The manner in which bytes are fanned out in 100BASE-T4 is to send an entire 6T byte down a single pair, then send the next 6T byte down the next pair, the following 6T byte down the third pair, and the next 6T byte down the original pair, which by now has finished transmitting the first 6T byte. The traditional Ethernet preamble has been modified to allow the receiving station not only to sync up to the transmit clock on each pair, but also to notify the receiving station of the pair transmit order, so each frame can be re-assembled in the proper order at the receive end. It’s easy to sequence packets by adding fields to the protocols, but difficult to sequence individual bytes in a single packet. Similar to an Ethernet preamble or a 100BASE-X idle signal, the first several T4 codes are designed to allow the receive end to sync to the transmit clock in the easiest possible manner, alternating between extreme signals, +1, -1, +1, etc. As an added sanity-check, five end-of-symbol codes are used to inform the receiving station when to calculate the CRC.

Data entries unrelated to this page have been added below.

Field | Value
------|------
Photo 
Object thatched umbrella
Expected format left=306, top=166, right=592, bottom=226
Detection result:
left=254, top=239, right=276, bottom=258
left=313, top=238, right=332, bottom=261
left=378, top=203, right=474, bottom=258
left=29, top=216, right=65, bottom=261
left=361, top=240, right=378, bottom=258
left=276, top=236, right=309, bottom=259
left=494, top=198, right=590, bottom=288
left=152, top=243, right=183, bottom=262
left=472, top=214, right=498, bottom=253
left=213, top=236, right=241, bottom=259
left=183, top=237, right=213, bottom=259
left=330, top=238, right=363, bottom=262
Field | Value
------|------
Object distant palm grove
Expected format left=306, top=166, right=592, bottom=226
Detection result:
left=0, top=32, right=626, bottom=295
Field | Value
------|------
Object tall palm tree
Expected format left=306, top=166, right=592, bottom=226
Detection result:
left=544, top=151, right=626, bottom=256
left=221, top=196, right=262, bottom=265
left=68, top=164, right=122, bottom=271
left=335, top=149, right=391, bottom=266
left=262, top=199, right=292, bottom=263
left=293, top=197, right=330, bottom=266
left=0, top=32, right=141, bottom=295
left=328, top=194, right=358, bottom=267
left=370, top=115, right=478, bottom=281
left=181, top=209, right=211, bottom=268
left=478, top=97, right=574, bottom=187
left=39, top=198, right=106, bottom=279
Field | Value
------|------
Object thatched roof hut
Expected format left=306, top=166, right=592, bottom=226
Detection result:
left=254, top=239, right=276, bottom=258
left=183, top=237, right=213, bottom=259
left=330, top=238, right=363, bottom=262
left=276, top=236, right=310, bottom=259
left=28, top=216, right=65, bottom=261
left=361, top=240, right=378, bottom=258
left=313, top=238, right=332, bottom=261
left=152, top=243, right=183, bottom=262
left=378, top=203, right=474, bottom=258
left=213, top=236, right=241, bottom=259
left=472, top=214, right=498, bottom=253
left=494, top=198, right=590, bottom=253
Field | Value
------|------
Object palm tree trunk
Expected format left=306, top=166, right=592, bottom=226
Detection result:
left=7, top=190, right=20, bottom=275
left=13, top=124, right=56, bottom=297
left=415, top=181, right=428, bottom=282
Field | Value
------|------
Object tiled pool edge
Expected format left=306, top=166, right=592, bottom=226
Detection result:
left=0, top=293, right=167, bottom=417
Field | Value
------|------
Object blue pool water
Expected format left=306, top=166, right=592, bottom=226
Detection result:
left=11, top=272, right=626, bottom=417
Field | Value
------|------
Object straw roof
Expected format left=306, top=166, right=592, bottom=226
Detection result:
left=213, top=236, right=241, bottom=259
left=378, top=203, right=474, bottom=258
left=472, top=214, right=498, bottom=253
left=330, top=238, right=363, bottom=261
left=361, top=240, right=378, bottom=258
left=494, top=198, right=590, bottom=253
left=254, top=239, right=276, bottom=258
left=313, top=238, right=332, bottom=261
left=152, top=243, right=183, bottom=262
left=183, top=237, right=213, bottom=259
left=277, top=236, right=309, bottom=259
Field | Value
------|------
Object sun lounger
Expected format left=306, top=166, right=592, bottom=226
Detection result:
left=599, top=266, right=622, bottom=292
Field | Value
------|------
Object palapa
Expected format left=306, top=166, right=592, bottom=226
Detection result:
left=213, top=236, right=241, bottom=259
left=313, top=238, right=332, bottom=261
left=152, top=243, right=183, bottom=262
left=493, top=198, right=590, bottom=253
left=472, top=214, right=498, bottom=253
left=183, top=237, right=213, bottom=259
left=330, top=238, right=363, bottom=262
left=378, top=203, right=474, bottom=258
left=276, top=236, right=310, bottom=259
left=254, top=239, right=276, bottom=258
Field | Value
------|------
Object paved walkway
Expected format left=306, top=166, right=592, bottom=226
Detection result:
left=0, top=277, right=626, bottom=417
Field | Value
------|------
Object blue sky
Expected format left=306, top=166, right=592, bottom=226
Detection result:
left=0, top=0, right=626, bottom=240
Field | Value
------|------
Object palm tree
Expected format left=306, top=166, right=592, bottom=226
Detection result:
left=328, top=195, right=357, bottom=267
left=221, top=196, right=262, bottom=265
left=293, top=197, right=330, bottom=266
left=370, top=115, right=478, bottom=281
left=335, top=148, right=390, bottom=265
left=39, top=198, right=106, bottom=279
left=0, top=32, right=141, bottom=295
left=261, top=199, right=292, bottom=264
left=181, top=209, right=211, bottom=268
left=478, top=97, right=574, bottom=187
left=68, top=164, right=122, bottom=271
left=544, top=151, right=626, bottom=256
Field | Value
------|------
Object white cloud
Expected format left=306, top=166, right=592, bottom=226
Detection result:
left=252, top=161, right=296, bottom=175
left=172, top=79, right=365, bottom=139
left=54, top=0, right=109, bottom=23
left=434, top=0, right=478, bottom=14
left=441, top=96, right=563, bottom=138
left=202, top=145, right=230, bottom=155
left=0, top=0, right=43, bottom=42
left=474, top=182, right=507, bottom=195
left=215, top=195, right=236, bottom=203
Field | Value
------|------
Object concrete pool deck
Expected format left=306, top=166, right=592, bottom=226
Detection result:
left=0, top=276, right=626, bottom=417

Architectural Layers in the 802.3 Fast Ethernet (100 MB/sec) Model
Here, we see a logical drawing of the Fast Ethernet Data Link Layer sublayers. Data is passed down from the upper layers (such as TCP/IP or Novell Netware) to the LLC sublayer. From there it is passed to the MAC sublayer and then, depending on whether this is a 100BASE-T4 or 100BASE-TX environment, either down the right or left-hand path to the wire. We will intentionally avoid a detailed discussion of exactly what goes on at each of these layers here. Some of the layers’ functions, such as 8B6T encoding, Fan-out, and NRZI signaling are labeled, and will be discussed in this essay.
In 10Mbps Ethernet, the data is handed directly from the MAC layer to the PMA (Physical Medium Attachment) sublayer and onto the wire. The Reconciliation, PCS, and PMD sublayers do not exist in 10Mbps Ethernet.